Time flies by so quickly. I remember that my Mum always used to say to me ‘Don’t wish your life away’ whenever I would complain that I wanted to be older, more mature, able to do whatever I wanted without being told ‘no‘. Now, I’m pretty much at that stage. I’m at university where I don’t really have that many responsibilities and I’m at an age, 19, where if I want to go and do my own thing, I can.
This is all I’ve ever wanted and yet so often I feel like time is going too quickly and I feel nostalgic for the past. The photograph above is from my three months of travelling that I went on last year. At the time it felt like my whole world; travelling was my whole world.

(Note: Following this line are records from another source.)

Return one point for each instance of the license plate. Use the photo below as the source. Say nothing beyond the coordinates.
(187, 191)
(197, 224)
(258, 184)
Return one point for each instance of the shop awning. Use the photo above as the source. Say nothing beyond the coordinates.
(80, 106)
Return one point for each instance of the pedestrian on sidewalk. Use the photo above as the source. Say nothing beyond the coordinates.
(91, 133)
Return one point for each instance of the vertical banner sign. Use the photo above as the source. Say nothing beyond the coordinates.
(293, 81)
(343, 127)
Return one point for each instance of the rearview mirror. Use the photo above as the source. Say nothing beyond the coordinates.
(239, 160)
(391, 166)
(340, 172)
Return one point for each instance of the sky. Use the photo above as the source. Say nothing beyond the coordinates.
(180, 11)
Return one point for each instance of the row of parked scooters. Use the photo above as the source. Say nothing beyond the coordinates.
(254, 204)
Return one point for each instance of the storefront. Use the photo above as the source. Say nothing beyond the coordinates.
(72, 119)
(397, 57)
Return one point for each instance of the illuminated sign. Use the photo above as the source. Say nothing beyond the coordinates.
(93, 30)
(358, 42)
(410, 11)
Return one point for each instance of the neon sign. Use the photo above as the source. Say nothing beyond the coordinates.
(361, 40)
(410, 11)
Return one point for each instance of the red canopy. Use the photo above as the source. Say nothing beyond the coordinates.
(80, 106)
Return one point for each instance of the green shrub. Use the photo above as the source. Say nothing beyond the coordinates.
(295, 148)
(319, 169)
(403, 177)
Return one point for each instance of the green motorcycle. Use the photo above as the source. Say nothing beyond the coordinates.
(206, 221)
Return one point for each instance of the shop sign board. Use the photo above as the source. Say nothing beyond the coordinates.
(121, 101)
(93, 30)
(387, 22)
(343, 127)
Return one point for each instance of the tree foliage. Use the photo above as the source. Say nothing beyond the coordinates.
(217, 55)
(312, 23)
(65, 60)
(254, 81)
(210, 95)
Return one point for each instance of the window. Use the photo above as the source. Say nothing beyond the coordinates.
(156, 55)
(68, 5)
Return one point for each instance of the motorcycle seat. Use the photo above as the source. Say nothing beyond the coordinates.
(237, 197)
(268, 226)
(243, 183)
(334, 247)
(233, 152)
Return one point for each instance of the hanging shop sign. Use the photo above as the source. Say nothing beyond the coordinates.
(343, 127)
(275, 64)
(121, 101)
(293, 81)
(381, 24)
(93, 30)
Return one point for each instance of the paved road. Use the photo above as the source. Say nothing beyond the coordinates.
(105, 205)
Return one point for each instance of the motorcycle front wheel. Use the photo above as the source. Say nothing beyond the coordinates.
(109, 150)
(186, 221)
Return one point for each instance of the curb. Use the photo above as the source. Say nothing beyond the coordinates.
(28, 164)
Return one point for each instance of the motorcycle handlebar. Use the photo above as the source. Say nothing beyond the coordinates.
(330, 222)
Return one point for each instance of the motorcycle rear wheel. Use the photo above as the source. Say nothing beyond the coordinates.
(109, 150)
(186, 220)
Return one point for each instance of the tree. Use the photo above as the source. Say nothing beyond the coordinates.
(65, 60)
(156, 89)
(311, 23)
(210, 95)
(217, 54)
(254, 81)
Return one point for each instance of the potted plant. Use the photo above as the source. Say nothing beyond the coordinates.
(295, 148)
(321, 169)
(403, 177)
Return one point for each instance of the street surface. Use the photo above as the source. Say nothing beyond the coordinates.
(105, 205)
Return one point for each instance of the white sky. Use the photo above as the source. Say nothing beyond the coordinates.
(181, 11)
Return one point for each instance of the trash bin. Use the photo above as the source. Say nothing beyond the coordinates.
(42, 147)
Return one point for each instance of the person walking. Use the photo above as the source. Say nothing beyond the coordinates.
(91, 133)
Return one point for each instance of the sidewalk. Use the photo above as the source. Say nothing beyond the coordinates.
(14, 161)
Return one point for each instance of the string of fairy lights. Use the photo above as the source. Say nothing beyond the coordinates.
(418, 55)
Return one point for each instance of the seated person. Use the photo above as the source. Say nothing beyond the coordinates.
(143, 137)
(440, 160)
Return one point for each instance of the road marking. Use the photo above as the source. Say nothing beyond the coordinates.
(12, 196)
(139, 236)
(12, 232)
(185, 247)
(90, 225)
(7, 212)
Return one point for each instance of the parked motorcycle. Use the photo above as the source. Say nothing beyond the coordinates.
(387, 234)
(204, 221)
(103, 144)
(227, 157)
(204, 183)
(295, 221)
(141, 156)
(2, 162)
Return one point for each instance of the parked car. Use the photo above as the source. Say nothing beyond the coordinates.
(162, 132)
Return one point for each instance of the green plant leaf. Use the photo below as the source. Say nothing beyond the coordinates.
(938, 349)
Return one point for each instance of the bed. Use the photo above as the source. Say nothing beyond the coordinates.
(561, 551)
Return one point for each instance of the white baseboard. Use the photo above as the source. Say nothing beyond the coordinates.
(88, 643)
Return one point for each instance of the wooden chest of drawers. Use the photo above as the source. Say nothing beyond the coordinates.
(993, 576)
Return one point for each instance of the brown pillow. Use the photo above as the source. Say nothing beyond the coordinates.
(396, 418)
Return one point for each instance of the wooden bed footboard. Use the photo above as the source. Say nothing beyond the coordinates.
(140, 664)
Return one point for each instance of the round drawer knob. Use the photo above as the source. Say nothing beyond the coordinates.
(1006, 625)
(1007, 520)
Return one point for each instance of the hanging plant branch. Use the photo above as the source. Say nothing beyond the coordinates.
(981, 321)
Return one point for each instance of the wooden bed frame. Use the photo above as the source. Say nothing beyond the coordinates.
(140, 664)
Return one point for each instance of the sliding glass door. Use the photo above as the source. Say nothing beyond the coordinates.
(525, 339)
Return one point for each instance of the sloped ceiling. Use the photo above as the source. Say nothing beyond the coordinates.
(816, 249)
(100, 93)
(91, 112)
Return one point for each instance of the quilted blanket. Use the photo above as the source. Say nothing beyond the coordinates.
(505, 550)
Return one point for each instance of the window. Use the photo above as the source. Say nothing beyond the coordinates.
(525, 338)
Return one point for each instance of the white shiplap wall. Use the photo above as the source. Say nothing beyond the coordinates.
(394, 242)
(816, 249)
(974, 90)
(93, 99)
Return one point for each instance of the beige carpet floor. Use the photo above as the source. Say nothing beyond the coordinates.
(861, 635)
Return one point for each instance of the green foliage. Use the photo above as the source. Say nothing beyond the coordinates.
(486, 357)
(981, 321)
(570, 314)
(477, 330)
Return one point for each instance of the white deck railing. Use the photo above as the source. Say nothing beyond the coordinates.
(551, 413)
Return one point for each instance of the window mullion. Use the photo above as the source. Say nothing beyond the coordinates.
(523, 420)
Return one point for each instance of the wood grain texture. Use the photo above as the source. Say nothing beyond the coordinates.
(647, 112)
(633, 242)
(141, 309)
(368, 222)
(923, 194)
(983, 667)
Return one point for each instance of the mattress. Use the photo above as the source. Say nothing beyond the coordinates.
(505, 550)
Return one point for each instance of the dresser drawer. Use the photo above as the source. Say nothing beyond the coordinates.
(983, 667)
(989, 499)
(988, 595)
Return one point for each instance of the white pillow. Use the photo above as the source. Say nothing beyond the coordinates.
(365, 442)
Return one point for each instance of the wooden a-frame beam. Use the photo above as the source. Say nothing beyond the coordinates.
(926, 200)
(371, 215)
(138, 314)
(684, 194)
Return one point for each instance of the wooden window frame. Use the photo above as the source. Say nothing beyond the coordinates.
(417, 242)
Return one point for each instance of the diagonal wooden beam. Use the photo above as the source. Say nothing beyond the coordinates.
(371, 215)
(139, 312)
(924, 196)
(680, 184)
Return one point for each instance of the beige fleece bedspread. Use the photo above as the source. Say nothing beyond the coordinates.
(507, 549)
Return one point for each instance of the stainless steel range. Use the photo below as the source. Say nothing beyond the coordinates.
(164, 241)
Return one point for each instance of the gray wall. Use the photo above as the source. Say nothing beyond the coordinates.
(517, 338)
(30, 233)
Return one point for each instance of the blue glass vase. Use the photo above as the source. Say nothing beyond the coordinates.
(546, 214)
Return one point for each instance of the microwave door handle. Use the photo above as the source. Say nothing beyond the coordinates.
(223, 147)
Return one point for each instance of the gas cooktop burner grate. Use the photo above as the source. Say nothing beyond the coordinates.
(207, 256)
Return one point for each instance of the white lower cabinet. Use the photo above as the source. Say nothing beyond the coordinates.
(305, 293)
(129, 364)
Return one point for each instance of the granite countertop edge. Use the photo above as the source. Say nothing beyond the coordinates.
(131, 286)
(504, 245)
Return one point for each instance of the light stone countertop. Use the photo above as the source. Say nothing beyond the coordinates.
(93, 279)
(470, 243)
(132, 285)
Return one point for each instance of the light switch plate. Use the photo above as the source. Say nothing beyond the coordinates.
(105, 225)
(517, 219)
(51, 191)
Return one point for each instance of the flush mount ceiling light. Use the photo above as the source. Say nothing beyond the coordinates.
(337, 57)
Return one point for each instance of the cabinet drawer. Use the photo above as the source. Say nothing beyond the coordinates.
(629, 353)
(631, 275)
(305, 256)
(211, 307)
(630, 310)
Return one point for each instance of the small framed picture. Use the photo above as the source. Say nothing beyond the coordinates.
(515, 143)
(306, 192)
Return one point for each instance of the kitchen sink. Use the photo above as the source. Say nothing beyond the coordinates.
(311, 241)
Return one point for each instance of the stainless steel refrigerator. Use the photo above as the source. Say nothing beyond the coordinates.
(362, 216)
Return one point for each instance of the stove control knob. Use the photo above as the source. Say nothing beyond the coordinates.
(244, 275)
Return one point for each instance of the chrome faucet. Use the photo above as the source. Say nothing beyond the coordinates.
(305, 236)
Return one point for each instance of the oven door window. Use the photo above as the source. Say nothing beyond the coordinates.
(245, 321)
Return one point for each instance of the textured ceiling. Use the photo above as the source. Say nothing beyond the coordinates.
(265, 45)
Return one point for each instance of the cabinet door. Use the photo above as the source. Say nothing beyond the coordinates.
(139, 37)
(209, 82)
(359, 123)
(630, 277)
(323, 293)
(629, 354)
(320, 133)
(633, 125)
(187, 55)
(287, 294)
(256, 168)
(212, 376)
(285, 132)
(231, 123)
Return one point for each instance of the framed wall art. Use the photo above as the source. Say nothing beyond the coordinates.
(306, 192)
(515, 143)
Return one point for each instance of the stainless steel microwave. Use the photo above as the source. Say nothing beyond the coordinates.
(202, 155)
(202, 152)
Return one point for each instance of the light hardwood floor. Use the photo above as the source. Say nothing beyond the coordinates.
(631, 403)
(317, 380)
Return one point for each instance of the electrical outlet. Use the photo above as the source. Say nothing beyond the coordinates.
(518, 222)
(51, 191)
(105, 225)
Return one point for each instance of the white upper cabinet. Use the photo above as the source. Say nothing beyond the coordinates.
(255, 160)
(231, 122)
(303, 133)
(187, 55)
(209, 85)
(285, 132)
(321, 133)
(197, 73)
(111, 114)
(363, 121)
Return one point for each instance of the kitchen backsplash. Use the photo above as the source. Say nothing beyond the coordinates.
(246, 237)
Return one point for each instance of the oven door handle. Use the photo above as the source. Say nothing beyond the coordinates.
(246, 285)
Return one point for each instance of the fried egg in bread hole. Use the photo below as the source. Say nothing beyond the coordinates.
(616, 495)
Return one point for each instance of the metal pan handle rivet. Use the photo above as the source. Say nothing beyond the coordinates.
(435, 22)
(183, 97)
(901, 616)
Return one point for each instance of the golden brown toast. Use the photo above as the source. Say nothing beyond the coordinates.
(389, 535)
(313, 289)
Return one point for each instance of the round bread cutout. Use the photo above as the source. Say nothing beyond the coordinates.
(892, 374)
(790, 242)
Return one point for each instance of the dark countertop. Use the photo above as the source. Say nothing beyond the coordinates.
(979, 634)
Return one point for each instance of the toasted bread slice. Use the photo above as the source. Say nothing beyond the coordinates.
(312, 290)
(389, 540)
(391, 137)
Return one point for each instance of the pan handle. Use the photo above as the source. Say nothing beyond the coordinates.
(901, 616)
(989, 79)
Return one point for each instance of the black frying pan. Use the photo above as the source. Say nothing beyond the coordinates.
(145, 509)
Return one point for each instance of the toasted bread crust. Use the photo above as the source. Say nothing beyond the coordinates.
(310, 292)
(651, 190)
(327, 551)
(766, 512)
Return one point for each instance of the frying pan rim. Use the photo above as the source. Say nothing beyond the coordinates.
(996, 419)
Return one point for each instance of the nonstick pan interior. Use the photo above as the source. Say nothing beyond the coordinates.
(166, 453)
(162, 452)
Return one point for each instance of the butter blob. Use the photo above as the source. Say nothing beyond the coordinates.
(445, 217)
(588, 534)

I couldn’t really remember what ‘normality’ was before I’d got onto a plane without my family for the first time ever and nor could I envisage what life would be like when I returned. University? A 9-5 job? No thanks, not right now.
Yet all too quickly, nearly a year has passed since I returned home and I can’t believe it. And it’s coming up to the final term of my first year at university and I’m just wondering where the hell all the time went. The phrase ‘youth is wasted on the young’ is so true. It’s wasted on us because we’re either desperate to get older, or we spend a lot of time filling our carefree days with angst about little things that really don’t matter: boys, puberty, popularity…
I’m going to try and make the most of every day that I have at university. They’re meant to be the best days of your life and I can see why. Sometimes I find myself wishing I was young again. Even though at the time I hated it, now I look back and occasionally wish I could steal back the days where life wasn’t about earning money and degrees. It was simply about what I was having for dinner when I got home or whether I’d be home in time to catch all my favourite CBBC programmes.